Several forms of experimental immunotherapy for ovarian cancer have been examined, including biologic response modifiers and cytokines. Preliminary studies show that immune enhancement and antitumor effects that lead to tumor rejection are most likely to occur when relatively high concentrations of cytokines are brought into direct contact with tumors and when the tumor burden is minimal, such as in an adjuvant setting or when treatment is combined with cytotoxic chemotherapy. Therefore, intraperitoneal immunotherapy, in combination with chemotherapy, may provide effective new forms of treatment for ovarian cancer. Great advances have been made, in recent years, in the generation of appropriate forms of monoclonal antibodies, directed to cell-surface molecules expressed on tumor cells. This has resulted in a renaissance of monoclonal antibody-based therapies for several forms of human cancer. Adoptive immunotherapy also has created new opportunities for the use of immunotherapy in patients with ovarian cancer. Of great long-term importance, gene therapy holds the promise of novel and targeted therapeutic approaches based on an increasing understanding of the molecular and cellular biology of cancer and anticancer immune responses, although significant practical problems will need to be solved before gene therapy for cancer can be effective and widespread.

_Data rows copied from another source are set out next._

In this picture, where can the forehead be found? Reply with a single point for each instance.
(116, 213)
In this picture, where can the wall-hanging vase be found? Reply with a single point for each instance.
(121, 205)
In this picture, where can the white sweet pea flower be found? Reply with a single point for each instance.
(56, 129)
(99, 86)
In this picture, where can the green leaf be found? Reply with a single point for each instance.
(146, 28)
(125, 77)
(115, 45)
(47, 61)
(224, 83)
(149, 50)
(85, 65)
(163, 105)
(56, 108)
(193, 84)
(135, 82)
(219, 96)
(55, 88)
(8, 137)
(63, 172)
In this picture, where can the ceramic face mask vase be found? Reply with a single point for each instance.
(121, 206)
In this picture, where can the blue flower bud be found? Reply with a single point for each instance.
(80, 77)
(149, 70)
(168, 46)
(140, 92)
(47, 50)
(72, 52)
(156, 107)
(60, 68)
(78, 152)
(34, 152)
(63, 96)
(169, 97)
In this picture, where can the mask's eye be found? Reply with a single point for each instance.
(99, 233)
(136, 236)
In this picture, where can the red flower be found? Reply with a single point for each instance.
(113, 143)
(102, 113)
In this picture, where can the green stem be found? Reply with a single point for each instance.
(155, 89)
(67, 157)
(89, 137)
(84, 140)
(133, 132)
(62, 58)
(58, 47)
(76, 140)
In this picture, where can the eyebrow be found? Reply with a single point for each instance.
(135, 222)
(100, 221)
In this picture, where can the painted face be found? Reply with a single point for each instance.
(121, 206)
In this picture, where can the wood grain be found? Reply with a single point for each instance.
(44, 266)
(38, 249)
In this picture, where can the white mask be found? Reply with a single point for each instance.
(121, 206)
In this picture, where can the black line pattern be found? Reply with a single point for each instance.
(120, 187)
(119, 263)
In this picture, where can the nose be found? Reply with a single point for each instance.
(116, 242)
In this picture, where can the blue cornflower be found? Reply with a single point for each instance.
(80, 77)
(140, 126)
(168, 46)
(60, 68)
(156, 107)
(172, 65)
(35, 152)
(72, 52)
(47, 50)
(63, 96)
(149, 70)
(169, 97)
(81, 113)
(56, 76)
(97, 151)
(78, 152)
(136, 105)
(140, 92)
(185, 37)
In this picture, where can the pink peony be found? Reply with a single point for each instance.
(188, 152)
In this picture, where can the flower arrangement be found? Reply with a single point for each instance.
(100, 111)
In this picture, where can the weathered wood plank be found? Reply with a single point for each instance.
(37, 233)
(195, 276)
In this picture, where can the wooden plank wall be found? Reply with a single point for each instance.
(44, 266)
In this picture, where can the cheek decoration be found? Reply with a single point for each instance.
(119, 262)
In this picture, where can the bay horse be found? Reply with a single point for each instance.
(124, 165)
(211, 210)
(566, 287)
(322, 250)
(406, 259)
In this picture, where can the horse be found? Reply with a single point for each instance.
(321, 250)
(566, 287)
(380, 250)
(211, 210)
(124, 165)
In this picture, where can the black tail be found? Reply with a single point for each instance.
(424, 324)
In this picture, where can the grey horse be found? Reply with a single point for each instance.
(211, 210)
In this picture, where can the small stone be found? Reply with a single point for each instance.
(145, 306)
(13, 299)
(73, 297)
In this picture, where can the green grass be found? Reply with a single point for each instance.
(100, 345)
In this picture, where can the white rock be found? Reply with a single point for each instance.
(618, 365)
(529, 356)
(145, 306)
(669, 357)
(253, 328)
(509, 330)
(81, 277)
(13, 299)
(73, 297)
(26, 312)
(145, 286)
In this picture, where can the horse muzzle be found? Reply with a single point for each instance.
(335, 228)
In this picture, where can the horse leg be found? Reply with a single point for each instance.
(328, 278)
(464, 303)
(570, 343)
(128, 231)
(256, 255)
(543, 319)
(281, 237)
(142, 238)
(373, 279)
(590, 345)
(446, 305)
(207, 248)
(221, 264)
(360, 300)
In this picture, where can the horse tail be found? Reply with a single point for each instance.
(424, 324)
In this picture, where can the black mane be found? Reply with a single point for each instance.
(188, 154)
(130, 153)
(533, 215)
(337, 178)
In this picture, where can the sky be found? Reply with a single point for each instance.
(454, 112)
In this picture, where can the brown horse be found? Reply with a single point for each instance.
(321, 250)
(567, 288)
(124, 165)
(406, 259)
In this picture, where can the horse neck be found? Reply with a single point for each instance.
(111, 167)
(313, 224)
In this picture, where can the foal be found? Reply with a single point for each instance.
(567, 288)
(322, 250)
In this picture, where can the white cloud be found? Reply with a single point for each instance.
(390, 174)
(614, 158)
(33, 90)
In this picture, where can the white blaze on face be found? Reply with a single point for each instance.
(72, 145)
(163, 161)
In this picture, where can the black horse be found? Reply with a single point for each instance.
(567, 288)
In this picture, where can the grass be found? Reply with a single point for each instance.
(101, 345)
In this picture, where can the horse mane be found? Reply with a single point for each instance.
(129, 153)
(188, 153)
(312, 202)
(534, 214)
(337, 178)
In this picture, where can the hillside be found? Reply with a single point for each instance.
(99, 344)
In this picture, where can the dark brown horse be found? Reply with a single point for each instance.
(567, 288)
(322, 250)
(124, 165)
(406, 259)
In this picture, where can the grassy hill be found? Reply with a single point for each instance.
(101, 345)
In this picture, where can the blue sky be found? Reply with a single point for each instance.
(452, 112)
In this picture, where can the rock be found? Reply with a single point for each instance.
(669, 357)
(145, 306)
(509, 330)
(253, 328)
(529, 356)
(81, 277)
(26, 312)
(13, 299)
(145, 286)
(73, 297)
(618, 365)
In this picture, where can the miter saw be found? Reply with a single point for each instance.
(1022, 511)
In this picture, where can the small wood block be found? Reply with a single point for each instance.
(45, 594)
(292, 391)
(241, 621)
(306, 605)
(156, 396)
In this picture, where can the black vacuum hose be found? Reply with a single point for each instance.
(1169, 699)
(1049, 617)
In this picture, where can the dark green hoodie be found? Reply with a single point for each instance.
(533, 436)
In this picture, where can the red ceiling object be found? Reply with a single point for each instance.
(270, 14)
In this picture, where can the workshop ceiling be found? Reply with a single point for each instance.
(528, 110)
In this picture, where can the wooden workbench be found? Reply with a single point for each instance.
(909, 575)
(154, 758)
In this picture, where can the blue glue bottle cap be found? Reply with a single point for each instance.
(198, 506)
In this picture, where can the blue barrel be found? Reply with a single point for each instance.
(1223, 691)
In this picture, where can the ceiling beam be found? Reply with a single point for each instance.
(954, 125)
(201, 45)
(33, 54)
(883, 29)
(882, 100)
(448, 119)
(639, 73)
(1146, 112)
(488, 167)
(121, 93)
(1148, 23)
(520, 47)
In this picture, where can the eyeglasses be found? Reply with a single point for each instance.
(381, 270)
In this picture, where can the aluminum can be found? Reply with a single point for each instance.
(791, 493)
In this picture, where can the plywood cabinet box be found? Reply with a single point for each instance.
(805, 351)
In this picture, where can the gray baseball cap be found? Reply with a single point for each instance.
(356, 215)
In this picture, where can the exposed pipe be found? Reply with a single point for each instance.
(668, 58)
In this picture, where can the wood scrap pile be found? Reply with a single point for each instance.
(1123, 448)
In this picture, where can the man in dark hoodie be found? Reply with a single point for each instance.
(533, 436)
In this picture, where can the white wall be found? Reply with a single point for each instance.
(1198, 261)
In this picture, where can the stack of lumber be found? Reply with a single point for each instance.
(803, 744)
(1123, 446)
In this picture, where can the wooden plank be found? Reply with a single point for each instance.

Immunologic therapy of ovarian cancer currently remains experimental. Immunological therapies appear to augment what can be accomplished with optimal chemotherapy and thus could provide an incremental improvement in patient management over current standards when results of currently ongoing studies establish definitive treatments as a standard of care. Clearly, we are in a period of rapid scientific and technological progress, which is resulting in the development and testing of various cytokine-based and immune-based therapies for gynecologic cancers.